Memory Issues with Local Models:
Reduce batch sizes or use smaller models:
# Reduce memory usage
from toponymy.embedding_wrappers import VLLMEmbedder
embedder = VLLMEmbedder(
model="all-MiniLM-L6-v2",
kwargs={
"gpu_memory_utilization": 0.5, # Use less GPU memory
"max_model_len": 256 # Shorter sequences
}
)
Rate Limiting Issues:
Most wrappers include automatic retry logic, but you can adjust batch sizes if needed:
# Process in smaller batches to avoid rate limits
import time
batch_size = 48 # Smaller than default 96
all_embeddings = []
for i in range(0, len(texts), batch_size):
batch = texts[i:i+batch_size]
embeddings = embedder.encode(batch)
all_embeddings.append(embeddings)
time.sleep(1) # Brief pause between batches
final_embeddings = np.vstack(all_embeddings)

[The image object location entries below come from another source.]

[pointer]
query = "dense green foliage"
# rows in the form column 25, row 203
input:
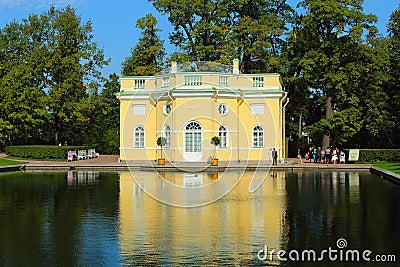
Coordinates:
column 41, row 152
column 340, row 72
column 374, row 155
column 49, row 79
column 148, row 54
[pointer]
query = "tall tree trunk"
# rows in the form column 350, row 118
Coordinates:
column 300, row 128
column 328, row 113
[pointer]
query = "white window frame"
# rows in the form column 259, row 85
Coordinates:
column 223, row 136
column 140, row 83
column 139, row 109
column 167, row 135
column 223, row 80
column 223, row 109
column 258, row 136
column 258, row 81
column 138, row 137
column 165, row 81
column 193, row 80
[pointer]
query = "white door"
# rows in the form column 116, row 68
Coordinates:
column 193, row 142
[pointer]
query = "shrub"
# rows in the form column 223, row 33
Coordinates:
column 41, row 152
column 373, row 155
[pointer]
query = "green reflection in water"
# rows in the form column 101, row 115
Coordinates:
column 105, row 219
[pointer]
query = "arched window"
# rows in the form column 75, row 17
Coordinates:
column 138, row 136
column 167, row 135
column 223, row 136
column 193, row 137
column 258, row 136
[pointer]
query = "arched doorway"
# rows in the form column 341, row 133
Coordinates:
column 193, row 138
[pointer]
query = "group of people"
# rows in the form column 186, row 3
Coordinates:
column 323, row 155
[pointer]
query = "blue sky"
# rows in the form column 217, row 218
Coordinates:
column 114, row 21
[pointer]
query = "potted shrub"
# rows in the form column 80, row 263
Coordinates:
column 161, row 141
column 215, row 142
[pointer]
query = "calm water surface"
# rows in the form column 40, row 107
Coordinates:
column 106, row 219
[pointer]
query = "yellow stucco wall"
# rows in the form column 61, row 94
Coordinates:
column 239, row 121
column 200, row 103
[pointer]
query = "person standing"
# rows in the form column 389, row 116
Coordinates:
column 342, row 157
column 328, row 155
column 299, row 161
column 319, row 154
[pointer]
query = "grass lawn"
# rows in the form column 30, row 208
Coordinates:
column 4, row 162
column 389, row 166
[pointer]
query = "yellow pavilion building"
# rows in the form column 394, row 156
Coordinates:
column 189, row 103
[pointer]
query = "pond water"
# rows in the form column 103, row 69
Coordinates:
column 107, row 219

Recommended Configurations
Based on common use cases and requirements, here are recommended embedding configurations:
For Getting Started:
# Simple, reliable, cost-effective
from toponymy.embedding_wrappers import OpenAIEmbedder
embedder = OpenAIEmbedder(
api_key="your-openai-api-key",
model="text-embedding-3-small"
)
For Budget-Conscious Projects:
# Free after initial setup, good performance
from sentence_transformers import SentenceTransformer
embedder = SentenceTransformer("all-MiniLM-L6-v2")
For Maximum Privacy:
# Complete local processing
from toponymy.embedding_wrappers import VLLMEmbedder
embedder = VLLMEmbedder(model="all-MiniLM-L6-v2")
For Multilingual Content:
# Strong multilingual support
from toponymy.embedding_wrappers import CohereEmbedder
embedder = CohereEmbedder(
api_key="your-cohere-api-key",
model="embed-multilingual-v3.0"
)
For Enterprise Environments:
# Enterprise-grade with compliance
from toponymy.embedding_wrappers import AzureAIEmbedder
embedder = AzureAIEmbedder(
api_key="your-azure-api-key",
endpoint="https://your-endpoint.inference.ai.azure.com",
model="your-deployed-model"
)
For High-Performance Requirements:
# High-quality embeddings for demanding applications
from toponymy.embedding_wrappers import OpenAIEmbedder
embedder = OpenAIEmbedder(
api_key="your-openai-api-key",
model="text-embedding-3-large"
)
The choice of embedding wrapper should align with your overall project architecture, security requirements, and performance needs. Since embedding costs are typically much lower than LLM costs, it’s often worth choosing a slightly higher-quality option for better topic naming results, especially for production applications where topic quality is important.